Up to now I’ve simply had these all as separate classes. Sub-classes in AD&D have always been treated as such in all but name, as far as I understand – I admit I’m no Expert on Advanced!
However, the more I look at it the less satisfied I am with this approach. 5E may have influenced me as well, with it’s way of splitting classes into different archetypes at 3rd level. That’s not something I want to do, but I do think the sub-classes should be more closely related to their basic classes than they tend to be ‘by-the-book’. So (and I apologise in advance for the inevitable delay this will cause) I’ve decided to re-work these somewhat for the BLUEHOLME™ Compleat Rules.
First of all, I will re-order the text so that the sun-classes fall under their basic classes. At the moment all classes are listed alphabetically, which I’ve never been happy with from an aesthetic viewpoint – it doesn’t seem right leading with assassin, or having illusionist as the first magic-user class type. Instead, each sub-class will now follow its basic class in the text.
Secondly – and this comes from the avowed goal of the BLUEHOLME™ Compleat Rules as an ‘extrapolation’ of Holmes Basic, rather than simply an expansion using OD&D and the supplements – I want to re-examine the sub-classes as really being more closely related to their basic classes. Taking the monk as an extreme offender, as written this is more a sub-class of the thief than a sub-class of the cleric. Sticking to the core principles of BCR I will work with what I have courtesy of Holmes – basically just the mention of “monk” on p.7 of the Blue Book, and possibly Brother Ambrose from The Maze of Peril as an example – and the monk becomes more of a Friar Tuck figure than a Kwai Chang Caine.

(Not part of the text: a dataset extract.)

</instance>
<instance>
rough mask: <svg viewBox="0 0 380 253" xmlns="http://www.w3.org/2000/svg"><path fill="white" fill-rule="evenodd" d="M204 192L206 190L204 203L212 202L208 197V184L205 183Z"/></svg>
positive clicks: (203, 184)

In other words, the sub-classes will become variations of their parent classes rather than completely new classes with little or no relation to the basic class they spring from. This is another reason for re-organising the order of the text, because the sub-classes will no longer have separate advancement tables – they will have the same experience requirements and hit dice as their basic class. Saving throws and to-hit rolls may vary, e.g. clerics are now more martial than druids who are more martial than monks.